Enterprise 21 ERP Software with Integrated Business Intelligence Functionality Makes Decision Support Available to Executives, Management, and Individual Contributors

Wednesday, November 4th, 2009 by admin

There was a time when business intelligence solutions were reserved for very few business leaders.  Only those executives who really understood technology were willing to spend the money necessary to have a business intelligence system put in place that would take data out of their ERP software to populate a completely separate data warehouse for analytics purposes.

The time and cost to implement and make this functionality available made it cost prohibitive to nearly all small and mid-market businesses.  And for those few enterprises that were willing to invest in this technology, only a small core set of executives (read one to two players per company) would have access.

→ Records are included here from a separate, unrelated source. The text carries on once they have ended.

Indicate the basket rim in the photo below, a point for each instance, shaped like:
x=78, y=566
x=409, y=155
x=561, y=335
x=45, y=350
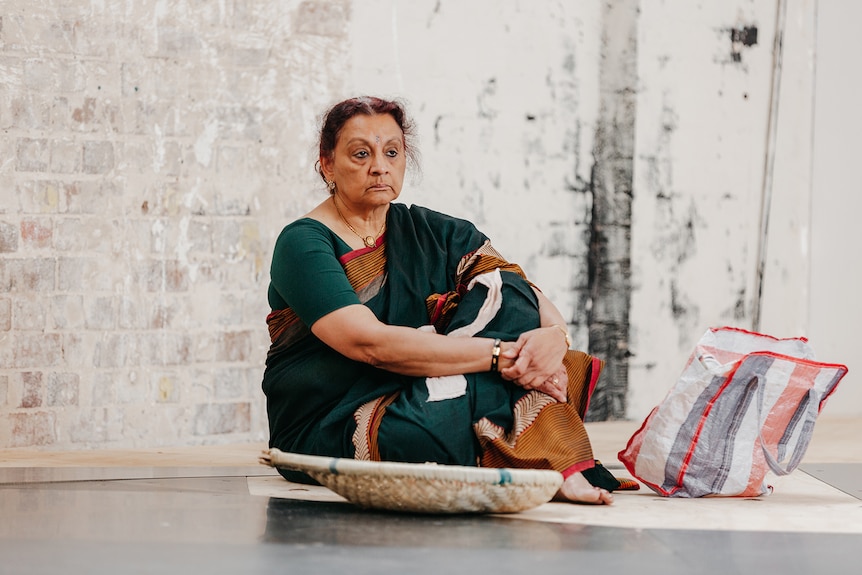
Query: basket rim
x=429, y=471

However, fully-integrated ERP software solutions, like TGI’s Enterprise 21, offer complete business intelligence functionality out of the box as part of the application’s core product offerings.  With Enterprise 21, each user can have his or her own unique series of dashboards.  Each dashboard tab can consist of up to four panes.  The data content and manner in which one views the data can vary from pane to pane.

Some users, for instance, may like to see raw data in a spreadsheet-like grid format.  Others may be more visual in nature and want to see the same data in a graphical format.  For those who want to view data in graphs, there are a variety of formats that one can choose from including line charts, bar charts, pie charts, area charts, and scatter charts.

In addition to displaying graphical and tabular data, Enterprise 21’s dashboards can also display gas gauges for rapid review of key performance indicators for the organization.  Maps can also be displayed including ones consisting of prospects and customers which are color coded based on odds or size of the given business enterprise.  Finally, for those users with security permissions to do so, financial reports which are produced from within Enterprise 21 can be displayed in dashboards.

One of the key advantages of the dashboards is that users can open the underlying data for analytical purposes.  In doing so, one can perform analytical drill down of data being shown across a series of dimensions.  For example, one might be looking at a graph of sales revenue over time.  This data can be sliced-and-diced across dimensions including drilling down by customer groups to as granular a level as a specific customer and product groups as deep as a specific product.  One might also want to review specific geographic regions or states, specific facilities, and specific sales regions, branches, and territories.  Through this simple description, it should be clear that application users can analyze core business data at any level of detail necessary to make well-informed business decisions.

In addition to sales-related data, all functional areas of the business can have their own series of dashboards including inventory management, warehouse management, customer service and sales order management, manufacturing, purchasing, and accounting, including financial reporting, accounts payable, and accounts receivable.  Furthermore, key external data such as new building starts and commodity market futures prices can be pulled into the system and trended for analysis purposes.

Because business intelligence functionality is built directly into the fully-integrated Enterprise 21 ERP software, TGI’s customers don’t need to invest in totally separate software solutions which it then has to implement and manage to gain these analytical capabilities;  rather, TGI customers can take advantage of complete business intelligence functionality as part of their investment in Enterprise 21.